Le Matricule des Anges, Richard Blin, 1/10/2012

« Naissance, enfance et renaissance. 

Ce qui a lieu est une fête de famille, au sens religieux du terme, c’est à dire la joie, la cruauté, les figures monstrueuses que dessine le sexe dans le délire des jours, l’innocence terrible des appétits et des dépenses érotiques toujours recommencées. (…) La musique de ces années pourrait être composée par Jean-Sébastien Bach. C’est à dire une cantate hors des limites de la foi, une répétition illimitée. Mais ce qui a lieu est aussi une tragique tentative de tromper le temps, une tentative de nier le temps, une tentative de clore l’histoire de famille sur cette inimaginable dépense sexuelle ». 

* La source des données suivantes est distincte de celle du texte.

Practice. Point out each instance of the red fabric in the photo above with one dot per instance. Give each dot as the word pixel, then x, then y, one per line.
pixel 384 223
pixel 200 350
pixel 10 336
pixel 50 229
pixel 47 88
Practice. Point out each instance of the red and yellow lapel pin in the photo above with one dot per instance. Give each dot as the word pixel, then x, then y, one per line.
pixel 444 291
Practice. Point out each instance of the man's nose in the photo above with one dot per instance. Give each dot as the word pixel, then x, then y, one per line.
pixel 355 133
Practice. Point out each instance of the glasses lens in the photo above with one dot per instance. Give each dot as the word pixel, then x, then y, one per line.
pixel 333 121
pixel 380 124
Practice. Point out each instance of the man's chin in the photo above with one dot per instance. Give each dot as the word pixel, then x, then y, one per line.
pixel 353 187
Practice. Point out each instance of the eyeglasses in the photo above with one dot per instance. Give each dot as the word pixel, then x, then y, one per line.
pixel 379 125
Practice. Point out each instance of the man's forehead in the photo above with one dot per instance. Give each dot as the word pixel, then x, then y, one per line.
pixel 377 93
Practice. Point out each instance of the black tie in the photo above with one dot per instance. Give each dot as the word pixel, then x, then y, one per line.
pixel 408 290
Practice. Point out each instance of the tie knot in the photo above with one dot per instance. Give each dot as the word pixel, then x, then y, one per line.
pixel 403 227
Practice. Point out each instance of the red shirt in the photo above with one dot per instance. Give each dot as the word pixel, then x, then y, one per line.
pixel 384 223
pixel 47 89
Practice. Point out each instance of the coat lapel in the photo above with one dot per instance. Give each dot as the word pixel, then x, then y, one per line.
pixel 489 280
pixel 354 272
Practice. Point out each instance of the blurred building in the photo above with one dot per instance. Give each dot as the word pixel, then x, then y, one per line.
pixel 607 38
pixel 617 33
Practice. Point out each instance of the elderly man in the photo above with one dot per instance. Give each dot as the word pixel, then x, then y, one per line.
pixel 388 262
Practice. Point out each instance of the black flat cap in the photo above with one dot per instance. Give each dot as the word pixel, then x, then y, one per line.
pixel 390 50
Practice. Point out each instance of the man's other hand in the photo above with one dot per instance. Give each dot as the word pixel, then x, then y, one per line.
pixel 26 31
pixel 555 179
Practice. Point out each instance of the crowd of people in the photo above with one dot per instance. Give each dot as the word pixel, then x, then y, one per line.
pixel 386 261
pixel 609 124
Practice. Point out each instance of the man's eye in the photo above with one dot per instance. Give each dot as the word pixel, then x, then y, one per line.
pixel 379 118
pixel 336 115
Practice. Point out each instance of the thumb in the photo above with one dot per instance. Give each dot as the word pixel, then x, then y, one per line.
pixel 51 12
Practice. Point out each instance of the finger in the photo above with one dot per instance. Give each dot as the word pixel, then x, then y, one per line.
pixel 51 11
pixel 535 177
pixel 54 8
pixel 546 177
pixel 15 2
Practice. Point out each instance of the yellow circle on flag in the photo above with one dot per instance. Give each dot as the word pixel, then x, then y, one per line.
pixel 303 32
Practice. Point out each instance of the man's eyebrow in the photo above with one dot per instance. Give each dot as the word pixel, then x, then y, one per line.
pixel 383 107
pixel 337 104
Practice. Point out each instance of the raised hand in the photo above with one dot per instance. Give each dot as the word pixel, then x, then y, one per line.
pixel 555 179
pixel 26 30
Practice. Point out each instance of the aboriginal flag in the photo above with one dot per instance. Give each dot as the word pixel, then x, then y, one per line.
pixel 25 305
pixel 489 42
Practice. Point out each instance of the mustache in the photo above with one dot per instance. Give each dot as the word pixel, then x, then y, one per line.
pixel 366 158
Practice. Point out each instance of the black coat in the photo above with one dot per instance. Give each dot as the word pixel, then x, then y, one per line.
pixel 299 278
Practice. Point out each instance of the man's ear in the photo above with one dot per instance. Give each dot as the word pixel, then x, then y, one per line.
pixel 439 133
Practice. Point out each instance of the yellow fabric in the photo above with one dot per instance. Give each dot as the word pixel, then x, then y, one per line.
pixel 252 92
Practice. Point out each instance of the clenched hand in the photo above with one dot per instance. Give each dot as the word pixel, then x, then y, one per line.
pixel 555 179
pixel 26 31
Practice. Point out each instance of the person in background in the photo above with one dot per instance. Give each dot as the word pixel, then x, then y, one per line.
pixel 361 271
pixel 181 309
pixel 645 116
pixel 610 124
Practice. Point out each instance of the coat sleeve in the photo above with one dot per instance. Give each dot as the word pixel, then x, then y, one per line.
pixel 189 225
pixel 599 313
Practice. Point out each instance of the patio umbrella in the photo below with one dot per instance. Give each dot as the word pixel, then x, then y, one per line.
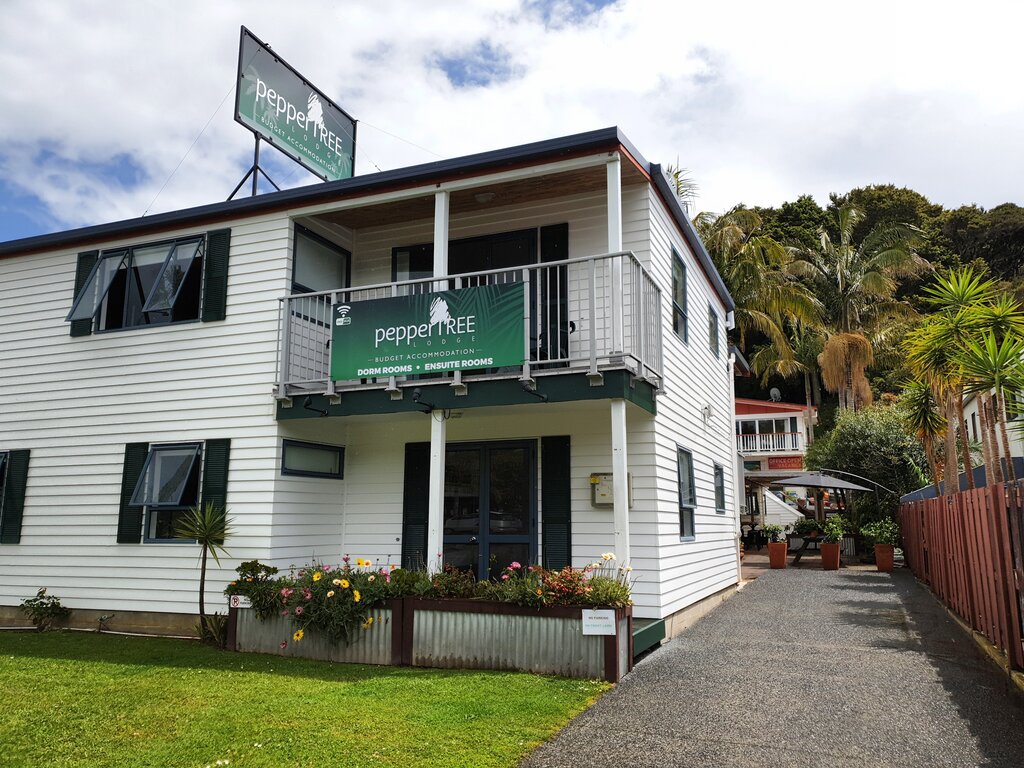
pixel 820 480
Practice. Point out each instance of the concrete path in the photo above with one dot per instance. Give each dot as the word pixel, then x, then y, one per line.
pixel 807 668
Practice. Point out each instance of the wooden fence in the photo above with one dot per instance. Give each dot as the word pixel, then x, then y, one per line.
pixel 968 549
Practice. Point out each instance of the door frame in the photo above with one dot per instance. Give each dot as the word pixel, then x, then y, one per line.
pixel 483 536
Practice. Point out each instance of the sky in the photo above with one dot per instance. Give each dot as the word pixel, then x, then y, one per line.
pixel 112 110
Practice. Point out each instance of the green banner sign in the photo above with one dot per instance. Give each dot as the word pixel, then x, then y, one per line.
pixel 278 103
pixel 428 333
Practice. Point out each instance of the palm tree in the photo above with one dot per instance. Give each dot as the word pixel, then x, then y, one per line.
pixel 756 269
pixel 921 412
pixel 857 285
pixel 996 368
pixel 209 526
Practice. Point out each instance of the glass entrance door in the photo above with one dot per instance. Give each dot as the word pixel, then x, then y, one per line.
pixel 489 506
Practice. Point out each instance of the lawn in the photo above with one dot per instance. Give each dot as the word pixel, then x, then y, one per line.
pixel 87 699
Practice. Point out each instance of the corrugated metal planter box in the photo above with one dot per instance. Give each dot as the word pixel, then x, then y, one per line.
pixel 373 645
pixel 461 634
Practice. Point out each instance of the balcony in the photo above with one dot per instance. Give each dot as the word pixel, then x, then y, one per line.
pixel 584 315
pixel 777 442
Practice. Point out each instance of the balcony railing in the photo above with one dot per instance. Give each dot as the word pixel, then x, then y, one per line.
pixel 586 315
pixel 777 442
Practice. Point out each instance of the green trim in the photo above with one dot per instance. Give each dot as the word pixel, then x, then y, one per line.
pixel 646 634
pixel 567 388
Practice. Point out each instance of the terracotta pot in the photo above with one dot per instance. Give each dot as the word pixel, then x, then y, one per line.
pixel 884 557
pixel 829 555
pixel 776 554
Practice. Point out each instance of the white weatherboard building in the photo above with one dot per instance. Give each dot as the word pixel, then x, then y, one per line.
pixel 151 365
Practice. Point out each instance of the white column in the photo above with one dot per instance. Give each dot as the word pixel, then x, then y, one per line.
pixel 435 505
pixel 620 481
pixel 441 203
pixel 614 194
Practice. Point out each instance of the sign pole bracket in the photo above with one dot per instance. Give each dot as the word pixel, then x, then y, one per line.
pixel 254 172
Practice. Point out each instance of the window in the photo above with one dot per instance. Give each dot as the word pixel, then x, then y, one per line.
pixel 312 460
pixel 318 264
pixel 719 489
pixel 687 494
pixel 713 330
pixel 150 285
pixel 167 487
pixel 679 322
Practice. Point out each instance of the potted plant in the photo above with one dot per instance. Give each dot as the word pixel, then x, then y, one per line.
pixel 830 544
pixel 776 546
pixel 885 534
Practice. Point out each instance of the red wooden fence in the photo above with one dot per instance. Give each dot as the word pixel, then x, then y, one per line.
pixel 969 549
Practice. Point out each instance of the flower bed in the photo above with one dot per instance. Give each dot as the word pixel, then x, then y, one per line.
pixel 527 619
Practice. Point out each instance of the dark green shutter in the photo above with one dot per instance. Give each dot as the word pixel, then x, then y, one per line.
pixel 130 518
pixel 218 246
pixel 556 503
pixel 13 497
pixel 415 505
pixel 86 261
pixel 215 456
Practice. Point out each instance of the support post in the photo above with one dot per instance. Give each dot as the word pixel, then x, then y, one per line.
pixel 620 481
pixel 435 505
pixel 614 194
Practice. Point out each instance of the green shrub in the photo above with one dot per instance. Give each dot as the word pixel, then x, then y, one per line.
pixel 882 531
pixel 44 609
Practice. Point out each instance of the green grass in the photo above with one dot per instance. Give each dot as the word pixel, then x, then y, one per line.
pixel 85 699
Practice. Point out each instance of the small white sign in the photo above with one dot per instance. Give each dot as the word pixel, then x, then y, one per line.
pixel 599 622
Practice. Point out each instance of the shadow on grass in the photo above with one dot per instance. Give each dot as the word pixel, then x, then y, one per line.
pixel 169 653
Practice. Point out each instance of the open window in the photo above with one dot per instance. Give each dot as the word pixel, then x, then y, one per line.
pixel 167 487
pixel 147 285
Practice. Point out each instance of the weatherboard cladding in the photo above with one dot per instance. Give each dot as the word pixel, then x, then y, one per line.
pixel 610 138
pixel 206 381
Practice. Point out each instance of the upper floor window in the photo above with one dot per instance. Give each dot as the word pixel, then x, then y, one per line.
pixel 152 284
pixel 318 263
pixel 147 285
pixel 713 340
pixel 679 316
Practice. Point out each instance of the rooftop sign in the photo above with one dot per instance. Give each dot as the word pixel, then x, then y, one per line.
pixel 278 103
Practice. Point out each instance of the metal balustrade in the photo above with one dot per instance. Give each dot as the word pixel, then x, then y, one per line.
pixel 585 315
pixel 774 442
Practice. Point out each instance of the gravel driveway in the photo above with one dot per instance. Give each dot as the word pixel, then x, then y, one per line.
pixel 807 668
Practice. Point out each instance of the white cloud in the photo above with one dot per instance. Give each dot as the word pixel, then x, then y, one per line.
pixel 761 101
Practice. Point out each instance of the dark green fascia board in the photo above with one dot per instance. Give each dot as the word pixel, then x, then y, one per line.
pixel 566 388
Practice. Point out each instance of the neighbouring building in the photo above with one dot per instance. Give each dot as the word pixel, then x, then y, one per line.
pixel 772 439
pixel 202 355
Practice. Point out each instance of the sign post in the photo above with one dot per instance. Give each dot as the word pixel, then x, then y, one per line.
pixel 276 103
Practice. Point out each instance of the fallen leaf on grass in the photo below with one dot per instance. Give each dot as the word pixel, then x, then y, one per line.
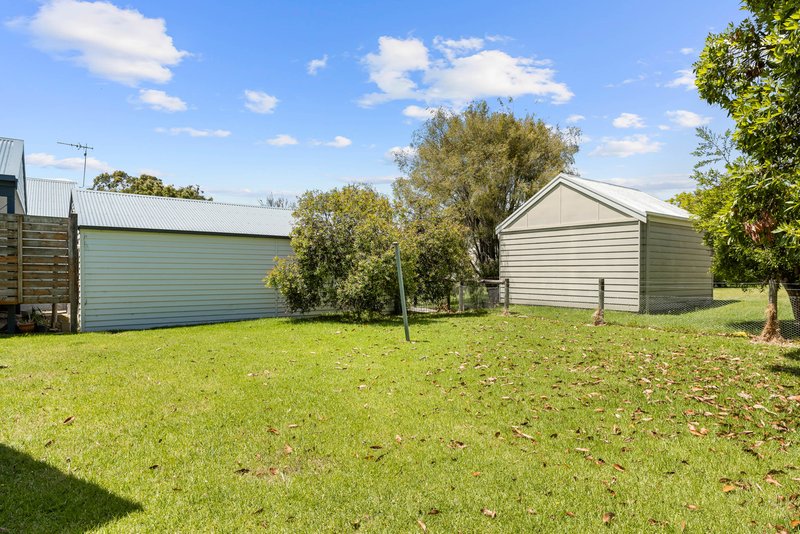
pixel 520 434
pixel 769 480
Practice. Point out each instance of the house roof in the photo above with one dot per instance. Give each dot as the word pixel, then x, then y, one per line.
pixel 49 198
pixel 122 211
pixel 633 202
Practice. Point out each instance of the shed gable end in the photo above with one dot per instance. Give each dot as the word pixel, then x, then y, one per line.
pixel 565 206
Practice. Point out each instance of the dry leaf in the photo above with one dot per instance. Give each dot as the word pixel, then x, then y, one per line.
pixel 769 480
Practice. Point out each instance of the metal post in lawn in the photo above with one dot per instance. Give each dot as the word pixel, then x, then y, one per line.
pixel 505 297
pixel 599 315
pixel 402 288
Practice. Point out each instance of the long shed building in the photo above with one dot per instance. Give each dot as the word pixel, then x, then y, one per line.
pixel 556 246
pixel 150 261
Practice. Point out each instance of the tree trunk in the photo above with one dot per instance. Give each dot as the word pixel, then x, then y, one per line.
pixel 772 329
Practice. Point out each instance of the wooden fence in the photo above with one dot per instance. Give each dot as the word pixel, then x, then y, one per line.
pixel 39 262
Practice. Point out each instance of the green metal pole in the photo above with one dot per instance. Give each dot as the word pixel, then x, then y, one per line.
pixel 402 289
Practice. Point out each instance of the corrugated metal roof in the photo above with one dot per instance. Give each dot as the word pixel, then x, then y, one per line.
pixel 49 198
pixel 11 151
pixel 633 199
pixel 102 209
pixel 636 203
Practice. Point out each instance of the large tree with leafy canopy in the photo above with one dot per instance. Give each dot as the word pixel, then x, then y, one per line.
pixel 752 70
pixel 482 165
pixel 122 182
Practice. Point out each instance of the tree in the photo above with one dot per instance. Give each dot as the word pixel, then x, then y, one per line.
pixel 344 258
pixel 482 165
pixel 122 182
pixel 752 70
pixel 273 201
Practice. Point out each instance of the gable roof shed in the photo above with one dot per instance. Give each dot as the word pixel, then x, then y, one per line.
pixel 574 231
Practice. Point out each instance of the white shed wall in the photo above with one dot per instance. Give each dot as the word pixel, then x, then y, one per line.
pixel 133 280
pixel 560 266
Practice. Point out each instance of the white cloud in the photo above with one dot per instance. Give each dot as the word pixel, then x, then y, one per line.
pixel 259 101
pixel 339 141
pixel 417 112
pixel 282 140
pixel 687 119
pixel 626 146
pixel 685 79
pixel 316 65
pixel 402 69
pixel 194 132
pixel 161 101
pixel 628 120
pixel 395 151
pixel 121 45
pixel 41 159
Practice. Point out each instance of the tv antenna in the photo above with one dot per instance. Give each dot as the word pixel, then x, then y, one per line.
pixel 85 149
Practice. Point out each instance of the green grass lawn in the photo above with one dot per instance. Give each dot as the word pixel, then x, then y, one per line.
pixel 486 423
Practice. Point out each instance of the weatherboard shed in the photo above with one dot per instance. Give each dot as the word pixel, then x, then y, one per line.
pixel 150 261
pixel 556 246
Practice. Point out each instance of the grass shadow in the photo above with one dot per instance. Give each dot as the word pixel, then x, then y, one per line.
pixel 414 318
pixel 36 497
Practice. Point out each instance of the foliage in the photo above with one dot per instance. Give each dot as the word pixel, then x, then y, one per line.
pixel 752 70
pixel 316 425
pixel 274 201
pixel 121 182
pixel 482 165
pixel 344 255
pixel 344 259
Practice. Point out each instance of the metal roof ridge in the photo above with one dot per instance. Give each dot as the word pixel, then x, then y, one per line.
pixel 214 202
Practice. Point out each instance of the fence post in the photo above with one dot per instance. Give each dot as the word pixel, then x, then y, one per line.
pixel 598 318
pixel 73 273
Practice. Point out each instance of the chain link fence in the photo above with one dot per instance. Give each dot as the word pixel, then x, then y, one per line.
pixel 724 308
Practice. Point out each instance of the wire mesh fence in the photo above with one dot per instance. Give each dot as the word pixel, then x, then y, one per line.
pixel 723 308
pixel 468 296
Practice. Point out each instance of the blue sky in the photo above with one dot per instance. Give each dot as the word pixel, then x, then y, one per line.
pixel 247 98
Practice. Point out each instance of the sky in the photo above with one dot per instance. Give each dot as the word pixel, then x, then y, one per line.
pixel 247 99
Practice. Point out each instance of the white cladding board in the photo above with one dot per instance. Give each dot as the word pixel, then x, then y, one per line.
pixel 676 262
pixel 560 266
pixel 134 280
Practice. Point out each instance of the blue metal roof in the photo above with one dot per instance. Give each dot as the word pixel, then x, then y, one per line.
pixel 49 198
pixel 121 211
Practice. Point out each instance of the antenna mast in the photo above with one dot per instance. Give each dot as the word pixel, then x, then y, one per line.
pixel 85 148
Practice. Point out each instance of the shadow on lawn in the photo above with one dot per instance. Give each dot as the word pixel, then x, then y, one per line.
pixel 36 497
pixel 414 318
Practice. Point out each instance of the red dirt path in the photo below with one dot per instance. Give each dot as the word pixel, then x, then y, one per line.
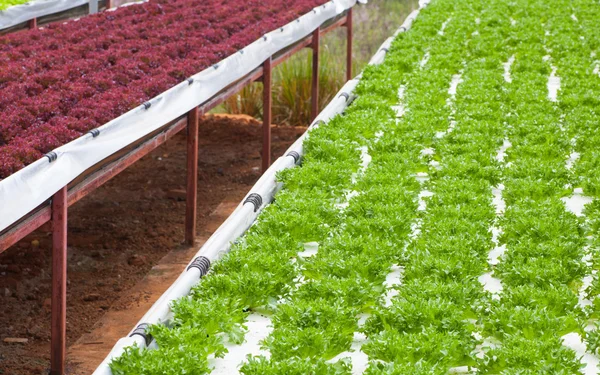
pixel 118 233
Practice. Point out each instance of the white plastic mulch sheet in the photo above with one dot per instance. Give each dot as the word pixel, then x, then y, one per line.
pixel 24 12
pixel 25 190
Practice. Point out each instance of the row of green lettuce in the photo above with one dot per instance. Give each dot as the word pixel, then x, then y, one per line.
pixel 543 265
pixel 442 318
pixel 575 43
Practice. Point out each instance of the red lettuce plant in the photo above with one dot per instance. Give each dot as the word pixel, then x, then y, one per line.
pixel 59 82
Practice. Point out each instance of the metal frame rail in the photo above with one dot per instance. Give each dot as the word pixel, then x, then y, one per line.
pixel 56 209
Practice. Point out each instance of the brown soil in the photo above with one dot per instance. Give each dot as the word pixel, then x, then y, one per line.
pixel 119 232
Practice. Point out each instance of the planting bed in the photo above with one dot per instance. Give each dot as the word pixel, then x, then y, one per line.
pixel 58 83
pixel 138 218
pixel 447 222
pixel 8 3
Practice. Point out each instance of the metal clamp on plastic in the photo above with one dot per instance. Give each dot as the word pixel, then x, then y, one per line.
pixel 51 156
pixel 295 155
pixel 141 331
pixel 94 132
pixel 202 263
pixel 255 199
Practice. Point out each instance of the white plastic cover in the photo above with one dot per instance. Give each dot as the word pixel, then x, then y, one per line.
pixel 243 216
pixel 24 12
pixel 28 188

L’Impossible, Michel Butel, octobre 2012

« Or, justement, nous ne sommes pas là dans le fait divers, mais bien dans l’espace littéraire du conte où tous les excès sont permis, et même souhaitables, puisque le corps et l’esprit du lecteur s’y trouvent ainsi mis à l’épreuve et ébranlés, confrontés soudain à cette effrayante liberté en deçà du bien et du mal qui précède les lois morales et politiques ». 

Le Monde, Eric Chevillard, 7/09/2012 

« Comme l’héroïne de son récit, Petite table, sois mise !, Anne Serre vit dans une maison de fiction où la littérature est la seule réalité possible ».